Manitos -- the word for Hispanic New Mexicans -- have a rich but untold history in Wyoming. That’s why a team of researchers from Wyoming, Arizona and New Mexico created the exhibit “Following the Manito Trail.” Using oral history, artifacts and photography the project documents Manitos’ influence on the West.
The culmination of their first two years of work — specifically looking at Wyoming — is now on view at the American Heritage Center on the University of Wyoming campus.
Adam Herrera, the project’s producer and photographer, said starting in the early 1900s up until the 1960s there was a steady migration of Manitos into Wyoming, and he said their contributions to the region have been overlooked.
“And so we felt that it was important that they are getting recognition for all of their contributions,” Herrera said. “Whether they are art contributions, whether they are musical contributions, whether they are industrial or political contributions, we want to make sure they are being recognized.”

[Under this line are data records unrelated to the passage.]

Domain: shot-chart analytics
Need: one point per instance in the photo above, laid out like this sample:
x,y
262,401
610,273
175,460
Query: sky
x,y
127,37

Herrera said one of his favorite discoveries are the arborglyphs in the Sierra Madre Mountains created by Manito sheep herders in the early 1900s. “They would carve on aspen trees to mark their way. These aspens actually retain those carvings to this day,” said Herrera. “And so you can still go up into the forest and you’ll find original carvings with dates and names and sometimes beautiful drawings.”
A panel discussion with Herrera and the academics who collaborated on the project will take place Friday at 5 pm, followed by an opening reception.